Double down on the values you can win with. Virgin Atlantic is brilliant, disruptive, heartfelt. British Airways is safe, seamless, comforting. Choices must be made in the pursuit of a distinctive brand character, so make them.
Take the hotel collective Slow. It champions a ‘slower way of moving through the world’, with a pitch-perfect brand style to drive the idea home. Every message feels calm and editorial, with serene images shot on film, gently anchored against a soothing putty-coloured backdrop. A prologue on its website states that hospitality is “not a pit-stop away from the hectic pace of daily life but a continuous journey of reconnection”. Slow don’t try to fulfil everyone’s dreams; their single mindedness is what gives them stand out. And they illustrate perfectly that creating a coherent brand world that takes travellers to a space they can imagine being in will win faster than competing on product or price alone.
When share of pocket is squeezed, we expect to see brands polarizing, giving further opportunity to find a space and own it with confidence.
A race to the bottom for some pays dividends. Ryanair’s TikTok strategy pulls no punches on this front, with self-referential humour that plays up its low cost (at all costs) reputation.

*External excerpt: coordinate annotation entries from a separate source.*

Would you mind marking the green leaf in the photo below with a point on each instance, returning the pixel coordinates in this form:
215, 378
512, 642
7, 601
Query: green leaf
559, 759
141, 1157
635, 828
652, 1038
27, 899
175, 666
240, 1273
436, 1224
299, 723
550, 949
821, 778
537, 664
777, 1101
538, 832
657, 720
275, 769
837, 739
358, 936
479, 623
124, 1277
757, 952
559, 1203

But for those playing toward the luxury end of the sector, homing in on indulgence and aspiration can help attune to the desire for self- investment and escapism in difficult times. Trying to deliver luxury and price sensitivity will only dilute the vision for the consumer.
Ultimately, this ladders up to making pointed choices. To build preference and weather the price-sensitivity storm, brands need to build strong foundations and show up with reassuringly consistent core values and personality.

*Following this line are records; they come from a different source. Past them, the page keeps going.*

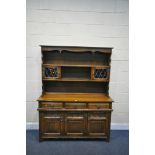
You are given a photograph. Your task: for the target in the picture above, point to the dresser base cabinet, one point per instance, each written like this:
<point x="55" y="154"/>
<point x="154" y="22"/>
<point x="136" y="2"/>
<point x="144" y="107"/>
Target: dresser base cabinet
<point x="75" y="101"/>
<point x="64" y="124"/>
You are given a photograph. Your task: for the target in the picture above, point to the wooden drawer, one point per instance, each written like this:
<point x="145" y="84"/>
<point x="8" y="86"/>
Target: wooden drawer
<point x="75" y="105"/>
<point x="98" y="105"/>
<point x="53" y="105"/>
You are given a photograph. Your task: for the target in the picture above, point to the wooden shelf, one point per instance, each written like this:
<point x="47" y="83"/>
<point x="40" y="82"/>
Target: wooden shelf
<point x="75" y="63"/>
<point x="75" y="97"/>
<point x="74" y="79"/>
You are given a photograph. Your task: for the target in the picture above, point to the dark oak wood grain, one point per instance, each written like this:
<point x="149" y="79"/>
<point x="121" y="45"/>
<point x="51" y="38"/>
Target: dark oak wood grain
<point x="75" y="101"/>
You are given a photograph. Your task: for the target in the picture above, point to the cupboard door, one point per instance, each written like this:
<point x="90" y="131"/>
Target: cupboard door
<point x="75" y="124"/>
<point x="97" y="124"/>
<point x="51" y="124"/>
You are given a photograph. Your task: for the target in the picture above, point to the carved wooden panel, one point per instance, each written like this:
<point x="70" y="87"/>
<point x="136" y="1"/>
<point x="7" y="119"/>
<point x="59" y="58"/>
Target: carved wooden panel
<point x="75" y="124"/>
<point x="51" y="124"/>
<point x="51" y="72"/>
<point x="100" y="73"/>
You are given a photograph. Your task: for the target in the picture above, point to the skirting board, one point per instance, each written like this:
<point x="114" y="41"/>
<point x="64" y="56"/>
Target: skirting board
<point x="114" y="126"/>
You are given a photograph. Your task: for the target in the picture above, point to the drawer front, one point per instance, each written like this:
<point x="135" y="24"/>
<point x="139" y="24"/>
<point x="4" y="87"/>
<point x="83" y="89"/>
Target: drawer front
<point x="53" y="105"/>
<point x="75" y="105"/>
<point x="99" y="106"/>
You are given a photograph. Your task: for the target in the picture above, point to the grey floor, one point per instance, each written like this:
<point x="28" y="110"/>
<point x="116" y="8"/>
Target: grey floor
<point x="118" y="145"/>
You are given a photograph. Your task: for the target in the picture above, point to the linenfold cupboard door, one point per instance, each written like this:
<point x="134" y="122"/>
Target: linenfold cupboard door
<point x="51" y="124"/>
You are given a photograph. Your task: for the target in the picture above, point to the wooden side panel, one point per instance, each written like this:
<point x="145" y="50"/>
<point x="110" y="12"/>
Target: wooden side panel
<point x="97" y="124"/>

Choosing a travel brand is one of the most important consumer choices people make year on year. But, because so many brands offer everything to everyone, it’s one of the hardest.
Our job, as creators of brands, is to make the choice simple by showing up with clarity and determination.
The most successful brands do this by choosing who they’re for and what they’re best at. Then they translate this into a compelling identity that puts feeling before fact. And they work into this identity so that it is culturally relevant to the consumer; an immersive brand world that is rich and inviting. Because if people can imagine it, they can choose it more easily.